O recente fenômeno agitante não foi exclusividade paulistana. Surpreendeu dezenas de cidades em todo o país, com momentos de ebulição em grandes regiões metropolitanas, como Brasília, Rio de Janeiro, Porto Alegre e Belo Horizonte. Aos 34 anos, a médica Luciana Villela nunca havia participado de protestos quando decidiu engrossar o coro dos descontentes na Praça Sete de Setembro, na capital mineira. Achou “legal”, mas ficou preocupada, pois acredita que a ignorância de alguns pode transformá-los em “massa de manobra”.
Na opinião do professor Edson Passetti, os protestos evidenciaram quem é quem dentro das expressões políticas brasileiras. Para ele há fascistas, sim, como sempre houve em atividades desse tipo. Mas há de se ter cuidado ao classificar determinados atos como vandalismo puro e solto. “Aquela farra do ‘casamento da dona Baratinha’ foi surpreendente!”, diz, lembrando um protesto do dia 13 de julho em frente ao Copacabana Palace, no Rio de Janeiro. A festa de casamento de Francisco Feitosa e Beatriz Barata, para mil convidados e a um custo estimado em R$ 3 milhões, ficou conhecida nas redes como o “Casamento de dona Baratinha”. O avô da noiva, Jacob Barata, é conhecido como “rei do ônibus”.
Lembrada pela beleza, pela alegria e também pela violência, agora a capital fluminense ficará marcada pelas jornadas que continuam a todo o vapor. É o que acredita o estudante Raphael Godói, de 16 anos. Ele é um dos fundadores do Fórum de Lutas contra o Aumento da Passagem dos transportes públicos e ativista social há muito tempo. Participou do Dia do Basta à Corrupção e do Ocupa Cabral, entre outras ações, e lembra que, no começo, enfrentou dificuldades para atrair colegas às suas causas. Por isso, acreditava ter nascido em época errada.

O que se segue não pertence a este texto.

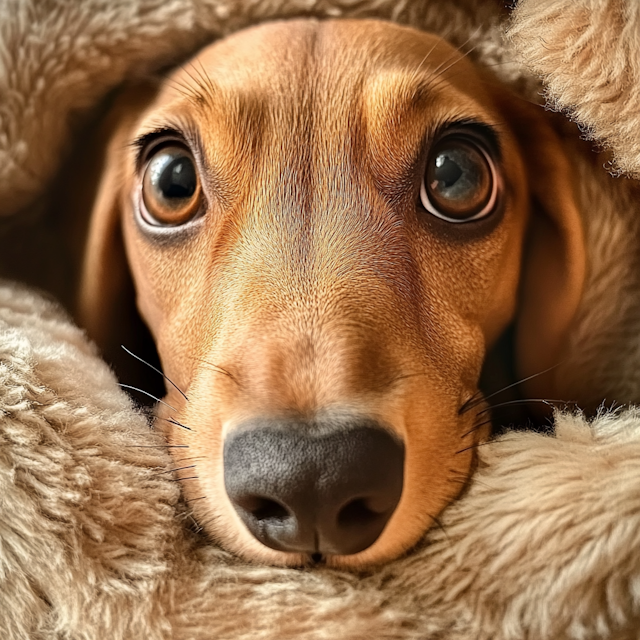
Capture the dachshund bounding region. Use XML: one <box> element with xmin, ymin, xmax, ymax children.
<box><xmin>70</xmin><ymin>19</ymin><xmax>585</xmax><ymax>569</ymax></box>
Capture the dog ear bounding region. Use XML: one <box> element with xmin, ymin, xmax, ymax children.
<box><xmin>512</xmin><ymin>101</ymin><xmax>586</xmax><ymax>398</ymax></box>
<box><xmin>76</xmin><ymin>83</ymin><xmax>162</xmax><ymax>386</ymax></box>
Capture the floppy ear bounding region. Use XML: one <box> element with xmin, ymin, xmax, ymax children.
<box><xmin>504</xmin><ymin>103</ymin><xmax>586</xmax><ymax>400</ymax></box>
<box><xmin>76</xmin><ymin>84</ymin><xmax>162</xmax><ymax>386</ymax></box>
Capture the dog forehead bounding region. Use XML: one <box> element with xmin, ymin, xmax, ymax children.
<box><xmin>160</xmin><ymin>20</ymin><xmax>496</xmax><ymax>115</ymax></box>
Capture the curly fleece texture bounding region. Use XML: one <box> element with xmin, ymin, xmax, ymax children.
<box><xmin>0</xmin><ymin>284</ymin><xmax>640</xmax><ymax>640</ymax></box>
<box><xmin>0</xmin><ymin>0</ymin><xmax>640</xmax><ymax>640</ymax></box>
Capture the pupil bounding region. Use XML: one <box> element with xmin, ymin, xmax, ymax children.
<box><xmin>158</xmin><ymin>156</ymin><xmax>197</xmax><ymax>199</ymax></box>
<box><xmin>434</xmin><ymin>154</ymin><xmax>462</xmax><ymax>188</ymax></box>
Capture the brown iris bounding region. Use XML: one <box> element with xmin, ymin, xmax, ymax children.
<box><xmin>420</xmin><ymin>135</ymin><xmax>498</xmax><ymax>222</ymax></box>
<box><xmin>142</xmin><ymin>145</ymin><xmax>202</xmax><ymax>226</ymax></box>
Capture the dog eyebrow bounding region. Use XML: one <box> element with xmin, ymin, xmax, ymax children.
<box><xmin>128</xmin><ymin>125</ymin><xmax>205</xmax><ymax>170</ymax></box>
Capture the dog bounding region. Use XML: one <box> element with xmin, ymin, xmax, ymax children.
<box><xmin>69</xmin><ymin>20</ymin><xmax>585</xmax><ymax>569</ymax></box>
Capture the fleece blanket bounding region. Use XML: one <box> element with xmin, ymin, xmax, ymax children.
<box><xmin>0</xmin><ymin>0</ymin><xmax>640</xmax><ymax>640</ymax></box>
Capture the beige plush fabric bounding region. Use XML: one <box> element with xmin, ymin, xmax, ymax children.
<box><xmin>0</xmin><ymin>285</ymin><xmax>640</xmax><ymax>640</ymax></box>
<box><xmin>0</xmin><ymin>0</ymin><xmax>640</xmax><ymax>640</ymax></box>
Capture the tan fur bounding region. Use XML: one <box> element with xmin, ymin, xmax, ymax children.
<box><xmin>80</xmin><ymin>21</ymin><xmax>584</xmax><ymax>566</ymax></box>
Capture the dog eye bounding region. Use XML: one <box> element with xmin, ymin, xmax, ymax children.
<box><xmin>142</xmin><ymin>146</ymin><xmax>202</xmax><ymax>226</ymax></box>
<box><xmin>420</xmin><ymin>135</ymin><xmax>499</xmax><ymax>222</ymax></box>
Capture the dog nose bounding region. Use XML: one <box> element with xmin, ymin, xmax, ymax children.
<box><xmin>223</xmin><ymin>420</ymin><xmax>404</xmax><ymax>555</ymax></box>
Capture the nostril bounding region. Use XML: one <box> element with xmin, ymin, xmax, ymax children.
<box><xmin>236</xmin><ymin>496</ymin><xmax>291</xmax><ymax>522</ymax></box>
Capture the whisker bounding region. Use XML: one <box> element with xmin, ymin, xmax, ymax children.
<box><xmin>411</xmin><ymin>41</ymin><xmax>440</xmax><ymax>87</ymax></box>
<box><xmin>126</xmin><ymin>444</ymin><xmax>189</xmax><ymax>449</ymax></box>
<box><xmin>460</xmin><ymin>420</ymin><xmax>493</xmax><ymax>440</ymax></box>
<box><xmin>458</xmin><ymin>360</ymin><xmax>564</xmax><ymax>415</ymax></box>
<box><xmin>456</xmin><ymin>440</ymin><xmax>499</xmax><ymax>455</ymax></box>
<box><xmin>189</xmin><ymin>356</ymin><xmax>241</xmax><ymax>386</ymax></box>
<box><xmin>118</xmin><ymin>383</ymin><xmax>177</xmax><ymax>411</ymax></box>
<box><xmin>476</xmin><ymin>398</ymin><xmax>577</xmax><ymax>416</ymax></box>
<box><xmin>155</xmin><ymin>464</ymin><xmax>196</xmax><ymax>480</ymax></box>
<box><xmin>422</xmin><ymin>26</ymin><xmax>482</xmax><ymax>80</ymax></box>
<box><xmin>198</xmin><ymin>59</ymin><xmax>216</xmax><ymax>98</ymax></box>
<box><xmin>156</xmin><ymin>416</ymin><xmax>193</xmax><ymax>431</ymax></box>
<box><xmin>120</xmin><ymin>344</ymin><xmax>189</xmax><ymax>402</ymax></box>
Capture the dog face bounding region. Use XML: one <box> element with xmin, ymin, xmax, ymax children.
<box><xmin>80</xmin><ymin>21</ymin><xmax>584</xmax><ymax>567</ymax></box>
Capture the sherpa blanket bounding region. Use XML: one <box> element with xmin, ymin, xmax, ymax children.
<box><xmin>0</xmin><ymin>0</ymin><xmax>640</xmax><ymax>640</ymax></box>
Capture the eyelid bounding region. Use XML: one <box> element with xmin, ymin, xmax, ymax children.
<box><xmin>131</xmin><ymin>128</ymin><xmax>190</xmax><ymax>171</ymax></box>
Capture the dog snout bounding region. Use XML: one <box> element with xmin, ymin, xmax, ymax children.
<box><xmin>224</xmin><ymin>419</ymin><xmax>404</xmax><ymax>555</ymax></box>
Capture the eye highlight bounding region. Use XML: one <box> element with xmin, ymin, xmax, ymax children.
<box><xmin>141</xmin><ymin>144</ymin><xmax>203</xmax><ymax>226</ymax></box>
<box><xmin>420</xmin><ymin>133</ymin><xmax>500</xmax><ymax>223</ymax></box>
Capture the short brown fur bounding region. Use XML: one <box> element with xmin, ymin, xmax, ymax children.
<box><xmin>79</xmin><ymin>21</ymin><xmax>585</xmax><ymax>567</ymax></box>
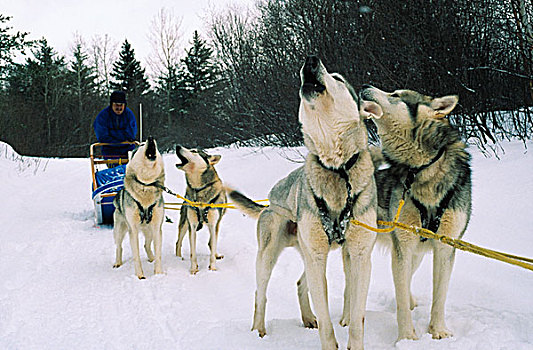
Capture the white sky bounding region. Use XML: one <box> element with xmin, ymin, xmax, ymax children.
<box><xmin>0</xmin><ymin>0</ymin><xmax>252</xmax><ymax>63</ymax></box>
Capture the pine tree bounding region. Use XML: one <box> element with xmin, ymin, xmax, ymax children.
<box><xmin>111</xmin><ymin>39</ymin><xmax>150</xmax><ymax>99</ymax></box>
<box><xmin>182</xmin><ymin>31</ymin><xmax>217</xmax><ymax>96</ymax></box>
<box><xmin>68</xmin><ymin>43</ymin><xmax>102</xmax><ymax>143</ymax></box>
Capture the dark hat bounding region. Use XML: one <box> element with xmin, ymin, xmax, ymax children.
<box><xmin>109</xmin><ymin>91</ymin><xmax>126</xmax><ymax>104</ymax></box>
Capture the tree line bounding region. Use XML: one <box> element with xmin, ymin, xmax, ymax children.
<box><xmin>0</xmin><ymin>0</ymin><xmax>533</xmax><ymax>156</ymax></box>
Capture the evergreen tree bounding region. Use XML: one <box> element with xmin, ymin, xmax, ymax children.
<box><xmin>0</xmin><ymin>14</ymin><xmax>32</xmax><ymax>82</ymax></box>
<box><xmin>68</xmin><ymin>44</ymin><xmax>102</xmax><ymax>147</ymax></box>
<box><xmin>182</xmin><ymin>31</ymin><xmax>217</xmax><ymax>95</ymax></box>
<box><xmin>111</xmin><ymin>39</ymin><xmax>150</xmax><ymax>99</ymax></box>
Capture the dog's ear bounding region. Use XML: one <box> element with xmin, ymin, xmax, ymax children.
<box><xmin>360</xmin><ymin>101</ymin><xmax>383</xmax><ymax>119</ymax></box>
<box><xmin>209</xmin><ymin>154</ymin><xmax>222</xmax><ymax>165</ymax></box>
<box><xmin>431</xmin><ymin>95</ymin><xmax>459</xmax><ymax>119</ymax></box>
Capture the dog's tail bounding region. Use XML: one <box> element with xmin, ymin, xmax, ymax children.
<box><xmin>225</xmin><ymin>187</ymin><xmax>266</xmax><ymax>219</ymax></box>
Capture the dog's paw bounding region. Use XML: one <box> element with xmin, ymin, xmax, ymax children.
<box><xmin>397</xmin><ymin>328</ymin><xmax>418</xmax><ymax>341</ymax></box>
<box><xmin>252</xmin><ymin>328</ymin><xmax>266</xmax><ymax>338</ymax></box>
<box><xmin>409</xmin><ymin>294</ymin><xmax>418</xmax><ymax>310</ymax></box>
<box><xmin>428</xmin><ymin>325</ymin><xmax>453</xmax><ymax>339</ymax></box>
<box><xmin>339</xmin><ymin>316</ymin><xmax>350</xmax><ymax>327</ymax></box>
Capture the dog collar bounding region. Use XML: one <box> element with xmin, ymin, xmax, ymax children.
<box><xmin>187</xmin><ymin>181</ymin><xmax>216</xmax><ymax>192</ymax></box>
<box><xmin>402</xmin><ymin>147</ymin><xmax>444</xmax><ymax>199</ymax></box>
<box><xmin>316</xmin><ymin>152</ymin><xmax>360</xmax><ymax>173</ymax></box>
<box><xmin>133</xmin><ymin>176</ymin><xmax>161</xmax><ymax>188</ymax></box>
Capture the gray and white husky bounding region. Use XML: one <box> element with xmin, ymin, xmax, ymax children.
<box><xmin>360</xmin><ymin>86</ymin><xmax>472</xmax><ymax>339</ymax></box>
<box><xmin>113</xmin><ymin>137</ymin><xmax>165</xmax><ymax>279</ymax></box>
<box><xmin>176</xmin><ymin>146</ymin><xmax>226</xmax><ymax>275</ymax></box>
<box><xmin>228</xmin><ymin>56</ymin><xmax>377</xmax><ymax>350</ymax></box>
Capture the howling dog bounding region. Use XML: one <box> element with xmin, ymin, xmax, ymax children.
<box><xmin>228</xmin><ymin>56</ymin><xmax>377</xmax><ymax>350</ymax></box>
<box><xmin>360</xmin><ymin>85</ymin><xmax>472</xmax><ymax>339</ymax></box>
<box><xmin>176</xmin><ymin>146</ymin><xmax>226</xmax><ymax>275</ymax></box>
<box><xmin>113</xmin><ymin>137</ymin><xmax>165</xmax><ymax>279</ymax></box>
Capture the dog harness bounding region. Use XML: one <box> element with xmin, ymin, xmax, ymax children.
<box><xmin>384</xmin><ymin>147</ymin><xmax>446</xmax><ymax>242</ymax></box>
<box><xmin>311</xmin><ymin>153</ymin><xmax>359</xmax><ymax>245</ymax></box>
<box><xmin>184</xmin><ymin>181</ymin><xmax>222</xmax><ymax>231</ymax></box>
<box><xmin>130</xmin><ymin>176</ymin><xmax>161</xmax><ymax>224</ymax></box>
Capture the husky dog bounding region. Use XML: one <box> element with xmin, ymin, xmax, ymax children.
<box><xmin>228</xmin><ymin>56</ymin><xmax>377</xmax><ymax>350</ymax></box>
<box><xmin>176</xmin><ymin>146</ymin><xmax>226</xmax><ymax>275</ymax></box>
<box><xmin>113</xmin><ymin>137</ymin><xmax>165</xmax><ymax>279</ymax></box>
<box><xmin>361</xmin><ymin>85</ymin><xmax>472</xmax><ymax>339</ymax></box>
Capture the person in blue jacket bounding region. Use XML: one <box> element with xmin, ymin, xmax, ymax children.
<box><xmin>93</xmin><ymin>91</ymin><xmax>137</xmax><ymax>159</ymax></box>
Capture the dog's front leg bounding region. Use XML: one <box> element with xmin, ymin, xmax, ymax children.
<box><xmin>113</xmin><ymin>219</ymin><xmax>128</xmax><ymax>268</ymax></box>
<box><xmin>176</xmin><ymin>206</ymin><xmax>189</xmax><ymax>260</ymax></box>
<box><xmin>339</xmin><ymin>249</ymin><xmax>352</xmax><ymax>327</ymax></box>
<box><xmin>207</xmin><ymin>221</ymin><xmax>217</xmax><ymax>271</ymax></box>
<box><xmin>129</xmin><ymin>226</ymin><xmax>145</xmax><ymax>279</ymax></box>
<box><xmin>252</xmin><ymin>209</ymin><xmax>287</xmax><ymax>338</ymax></box>
<box><xmin>189</xmin><ymin>224</ymin><xmax>198</xmax><ymax>275</ymax></box>
<box><xmin>298</xmin><ymin>222</ymin><xmax>338</xmax><ymax>350</ymax></box>
<box><xmin>343</xmin><ymin>232</ymin><xmax>375</xmax><ymax>350</ymax></box>
<box><xmin>152</xmin><ymin>220</ymin><xmax>163</xmax><ymax>275</ymax></box>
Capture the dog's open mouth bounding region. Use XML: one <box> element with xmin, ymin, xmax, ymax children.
<box><xmin>301</xmin><ymin>56</ymin><xmax>326</xmax><ymax>95</ymax></box>
<box><xmin>176</xmin><ymin>146</ymin><xmax>189</xmax><ymax>168</ymax></box>
<box><xmin>144</xmin><ymin>136</ymin><xmax>157</xmax><ymax>161</ymax></box>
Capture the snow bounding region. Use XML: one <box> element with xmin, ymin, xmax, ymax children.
<box><xmin>0</xmin><ymin>142</ymin><xmax>533</xmax><ymax>350</ymax></box>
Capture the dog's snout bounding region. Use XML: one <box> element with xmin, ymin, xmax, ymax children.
<box><xmin>305</xmin><ymin>55</ymin><xmax>320</xmax><ymax>73</ymax></box>
<box><xmin>145</xmin><ymin>136</ymin><xmax>157</xmax><ymax>160</ymax></box>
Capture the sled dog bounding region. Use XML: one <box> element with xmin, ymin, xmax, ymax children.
<box><xmin>113</xmin><ymin>137</ymin><xmax>165</xmax><ymax>279</ymax></box>
<box><xmin>360</xmin><ymin>85</ymin><xmax>472</xmax><ymax>339</ymax></box>
<box><xmin>176</xmin><ymin>146</ymin><xmax>226</xmax><ymax>275</ymax></box>
<box><xmin>228</xmin><ymin>56</ymin><xmax>377</xmax><ymax>350</ymax></box>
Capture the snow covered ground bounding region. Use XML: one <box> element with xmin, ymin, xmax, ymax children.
<box><xmin>0</xmin><ymin>143</ymin><xmax>533</xmax><ymax>350</ymax></box>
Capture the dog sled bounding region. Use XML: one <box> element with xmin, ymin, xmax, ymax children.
<box><xmin>89</xmin><ymin>141</ymin><xmax>139</xmax><ymax>225</ymax></box>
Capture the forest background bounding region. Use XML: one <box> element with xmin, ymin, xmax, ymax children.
<box><xmin>0</xmin><ymin>0</ymin><xmax>533</xmax><ymax>157</ymax></box>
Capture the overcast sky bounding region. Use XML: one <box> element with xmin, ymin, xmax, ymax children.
<box><xmin>0</xmin><ymin>0</ymin><xmax>252</xmax><ymax>62</ymax></box>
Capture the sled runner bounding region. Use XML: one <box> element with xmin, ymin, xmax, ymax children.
<box><xmin>89</xmin><ymin>142</ymin><xmax>139</xmax><ymax>225</ymax></box>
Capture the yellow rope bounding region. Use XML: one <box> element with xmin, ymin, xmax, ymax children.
<box><xmin>351</xmin><ymin>199</ymin><xmax>533</xmax><ymax>271</ymax></box>
<box><xmin>165</xmin><ymin>193</ymin><xmax>268</xmax><ymax>210</ymax></box>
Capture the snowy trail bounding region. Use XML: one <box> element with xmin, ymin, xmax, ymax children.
<box><xmin>0</xmin><ymin>143</ymin><xmax>533</xmax><ymax>350</ymax></box>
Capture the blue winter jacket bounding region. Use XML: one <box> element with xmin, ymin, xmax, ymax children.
<box><xmin>93</xmin><ymin>106</ymin><xmax>137</xmax><ymax>158</ymax></box>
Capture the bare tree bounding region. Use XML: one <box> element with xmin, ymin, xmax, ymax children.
<box><xmin>90</xmin><ymin>34</ymin><xmax>118</xmax><ymax>95</ymax></box>
<box><xmin>147</xmin><ymin>8</ymin><xmax>183</xmax><ymax>76</ymax></box>
<box><xmin>147</xmin><ymin>8</ymin><xmax>183</xmax><ymax>127</ymax></box>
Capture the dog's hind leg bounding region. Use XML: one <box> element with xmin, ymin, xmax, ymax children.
<box><xmin>298</xmin><ymin>220</ymin><xmax>338</xmax><ymax>349</ymax></box>
<box><xmin>343</xmin><ymin>230</ymin><xmax>376</xmax><ymax>350</ymax></box>
<box><xmin>296</xmin><ymin>270</ymin><xmax>318</xmax><ymax>328</ymax></box>
<box><xmin>113</xmin><ymin>217</ymin><xmax>128</xmax><ymax>268</ymax></box>
<box><xmin>409</xmin><ymin>253</ymin><xmax>424</xmax><ymax>310</ymax></box>
<box><xmin>152</xmin><ymin>223</ymin><xmax>163</xmax><ymax>275</ymax></box>
<box><xmin>428</xmin><ymin>242</ymin><xmax>455</xmax><ymax>339</ymax></box>
<box><xmin>252</xmin><ymin>209</ymin><xmax>287</xmax><ymax>338</ymax></box>
<box><xmin>391</xmin><ymin>238</ymin><xmax>418</xmax><ymax>340</ymax></box>
<box><xmin>176</xmin><ymin>207</ymin><xmax>189</xmax><ymax>259</ymax></box>
<box><xmin>128</xmin><ymin>225</ymin><xmax>145</xmax><ymax>279</ymax></box>
<box><xmin>207</xmin><ymin>223</ymin><xmax>218</xmax><ymax>271</ymax></box>
<box><xmin>185</xmin><ymin>224</ymin><xmax>198</xmax><ymax>275</ymax></box>
<box><xmin>144</xmin><ymin>229</ymin><xmax>154</xmax><ymax>262</ymax></box>
<box><xmin>339</xmin><ymin>249</ymin><xmax>351</xmax><ymax>327</ymax></box>
<box><xmin>209</xmin><ymin>214</ymin><xmax>224</xmax><ymax>259</ymax></box>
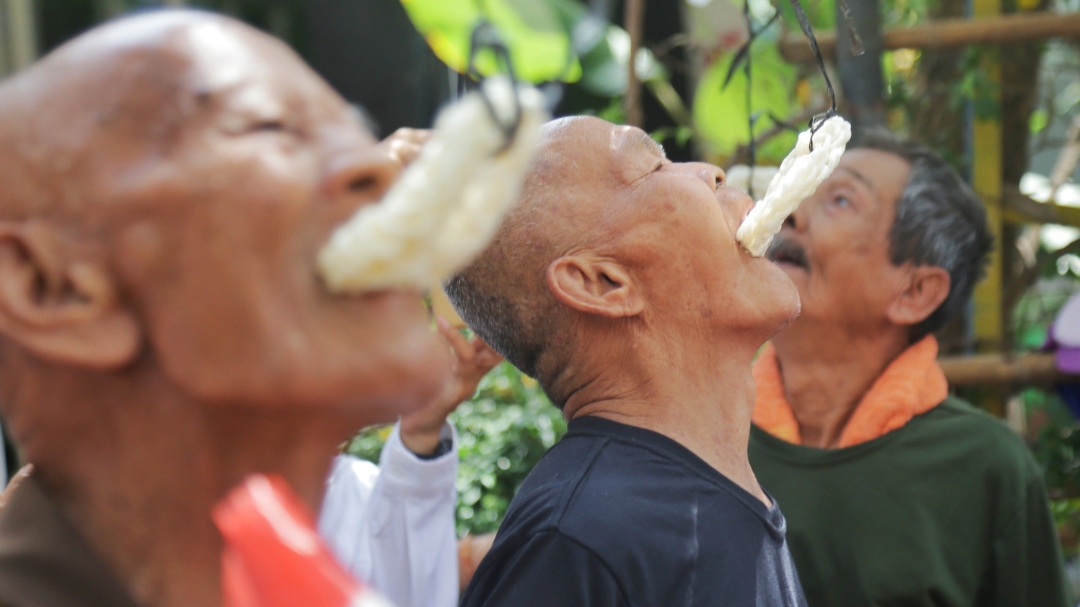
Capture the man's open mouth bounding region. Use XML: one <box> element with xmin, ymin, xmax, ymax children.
<box><xmin>766</xmin><ymin>235</ymin><xmax>810</xmax><ymax>270</ymax></box>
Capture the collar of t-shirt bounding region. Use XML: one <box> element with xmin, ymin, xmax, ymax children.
<box><xmin>753</xmin><ymin>335</ymin><xmax>948</xmax><ymax>448</ymax></box>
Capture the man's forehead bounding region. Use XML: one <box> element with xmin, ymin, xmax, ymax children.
<box><xmin>611</xmin><ymin>126</ymin><xmax>667</xmax><ymax>158</ymax></box>
<box><xmin>835</xmin><ymin>148</ymin><xmax>910</xmax><ymax>203</ymax></box>
<box><xmin>185</xmin><ymin>22</ymin><xmax>267</xmax><ymax>93</ymax></box>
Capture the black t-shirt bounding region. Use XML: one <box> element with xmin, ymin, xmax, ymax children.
<box><xmin>461</xmin><ymin>417</ymin><xmax>806</xmax><ymax>607</ymax></box>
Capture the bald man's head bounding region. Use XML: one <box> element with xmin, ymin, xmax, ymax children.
<box><xmin>0</xmin><ymin>11</ymin><xmax>446</xmax><ymax>429</ymax></box>
<box><xmin>445</xmin><ymin>117</ymin><xmax>798</xmax><ymax>406</ymax></box>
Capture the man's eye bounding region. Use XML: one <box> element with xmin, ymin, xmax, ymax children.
<box><xmin>247</xmin><ymin>120</ymin><xmax>288</xmax><ymax>133</ymax></box>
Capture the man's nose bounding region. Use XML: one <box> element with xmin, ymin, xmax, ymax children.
<box><xmin>323</xmin><ymin>145</ymin><xmax>402</xmax><ymax>203</ymax></box>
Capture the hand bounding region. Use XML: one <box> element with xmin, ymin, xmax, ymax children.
<box><xmin>401</xmin><ymin>318</ymin><xmax>502</xmax><ymax>455</ymax></box>
<box><xmin>379</xmin><ymin>129</ymin><xmax>431</xmax><ymax>168</ymax></box>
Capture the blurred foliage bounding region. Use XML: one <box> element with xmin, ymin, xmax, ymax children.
<box><xmin>402</xmin><ymin>0</ymin><xmax>581</xmax><ymax>82</ymax></box>
<box><xmin>346</xmin><ymin>363</ymin><xmax>566</xmax><ymax>535</ymax></box>
<box><xmin>693</xmin><ymin>40</ymin><xmax>800</xmax><ymax>164</ymax></box>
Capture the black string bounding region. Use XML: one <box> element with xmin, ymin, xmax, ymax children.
<box><xmin>787</xmin><ymin>0</ymin><xmax>842</xmax><ymax>151</ymax></box>
<box><xmin>465</xmin><ymin>18</ymin><xmax>522</xmax><ymax>153</ymax></box>
<box><xmin>836</xmin><ymin>0</ymin><xmax>866</xmax><ymax>57</ymax></box>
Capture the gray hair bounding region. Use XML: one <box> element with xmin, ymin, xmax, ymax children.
<box><xmin>855</xmin><ymin>131</ymin><xmax>994</xmax><ymax>342</ymax></box>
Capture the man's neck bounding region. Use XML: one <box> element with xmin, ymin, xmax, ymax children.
<box><xmin>772</xmin><ymin>319</ymin><xmax>907</xmax><ymax>449</ymax></box>
<box><xmin>28</xmin><ymin>367</ymin><xmax>361</xmax><ymax>607</ymax></box>
<box><xmin>564</xmin><ymin>326</ymin><xmax>770</xmax><ymax>504</ymax></box>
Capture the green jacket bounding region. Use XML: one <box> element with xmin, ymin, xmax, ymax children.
<box><xmin>750</xmin><ymin>397</ymin><xmax>1074</xmax><ymax>607</ymax></box>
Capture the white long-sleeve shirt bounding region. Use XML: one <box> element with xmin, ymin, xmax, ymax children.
<box><xmin>319</xmin><ymin>423</ymin><xmax>459</xmax><ymax>607</ymax></box>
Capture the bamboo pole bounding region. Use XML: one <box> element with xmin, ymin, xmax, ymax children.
<box><xmin>780</xmin><ymin>13</ymin><xmax>1080</xmax><ymax>62</ymax></box>
<box><xmin>622</xmin><ymin>0</ymin><xmax>645</xmax><ymax>126</ymax></box>
<box><xmin>937</xmin><ymin>352</ymin><xmax>1080</xmax><ymax>387</ymax></box>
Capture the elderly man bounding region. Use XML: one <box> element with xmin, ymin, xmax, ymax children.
<box><xmin>0</xmin><ymin>12</ymin><xmax>460</xmax><ymax>607</ymax></box>
<box><xmin>750</xmin><ymin>134</ymin><xmax>1067</xmax><ymax>607</ymax></box>
<box><xmin>446</xmin><ymin>118</ymin><xmax>804</xmax><ymax>607</ymax></box>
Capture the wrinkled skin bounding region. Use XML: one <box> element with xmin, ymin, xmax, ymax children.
<box><xmin>0</xmin><ymin>12</ymin><xmax>451</xmax><ymax>606</ymax></box>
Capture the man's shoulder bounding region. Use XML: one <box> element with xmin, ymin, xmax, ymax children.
<box><xmin>902</xmin><ymin>396</ymin><xmax>1041</xmax><ymax>484</ymax></box>
<box><xmin>500</xmin><ymin>421</ymin><xmax>764</xmax><ymax>557</ymax></box>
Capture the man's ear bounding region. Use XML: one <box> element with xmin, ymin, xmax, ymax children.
<box><xmin>0</xmin><ymin>222</ymin><xmax>141</xmax><ymax>369</ymax></box>
<box><xmin>545</xmin><ymin>252</ymin><xmax>645</xmax><ymax>319</ymax></box>
<box><xmin>886</xmin><ymin>266</ymin><xmax>950</xmax><ymax>326</ymax></box>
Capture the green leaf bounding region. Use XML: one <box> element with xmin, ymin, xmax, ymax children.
<box><xmin>402</xmin><ymin>0</ymin><xmax>581</xmax><ymax>82</ymax></box>
<box><xmin>693</xmin><ymin>43</ymin><xmax>796</xmax><ymax>163</ymax></box>
<box><xmin>1028</xmin><ymin>108</ymin><xmax>1050</xmax><ymax>133</ymax></box>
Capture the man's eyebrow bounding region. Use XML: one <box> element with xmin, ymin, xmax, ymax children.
<box><xmin>836</xmin><ymin>166</ymin><xmax>881</xmax><ymax>198</ymax></box>
<box><xmin>630</xmin><ymin>131</ymin><xmax>667</xmax><ymax>158</ymax></box>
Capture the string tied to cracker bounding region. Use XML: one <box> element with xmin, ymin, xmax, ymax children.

Morador da Barra da Tijuca, área nobre na zona sul carioca, estuda em escola particular onde a mãe trabalha e anda menos de ônibus porque dá pra ir a pé. Mesmo assim, o fórum não esfria os protestos. “Não tinham esperança de que poderiam provocar mudanças. Hoje, essa esperança reapareceu”, avalia. Talvez por acreditar que essa geração fosse marcada por “desesperança” e apatia, muita gente foi pega de calças curtas.
Até o papa Francisco, durante a visita ao Brasil, disse que jovem que não protesta não lhe agrada. Sua patrícia Sofia, portanto, está aprovada. Para ela, manifestações desse tipo ajudam “a reconstruir um sentimento coletivo”, e a sensação de felicidade, como apontada na pesquisa da universidade holandesa, está no potencial de mudança não só, ou não exatamente, no país, mas em cada indivíduo. Pelo menos Raphael Godói, que quis tanto ter nascido em outra época, já se sente bem melhor exatamente onde está. “Está tudo lindo!”, suspira.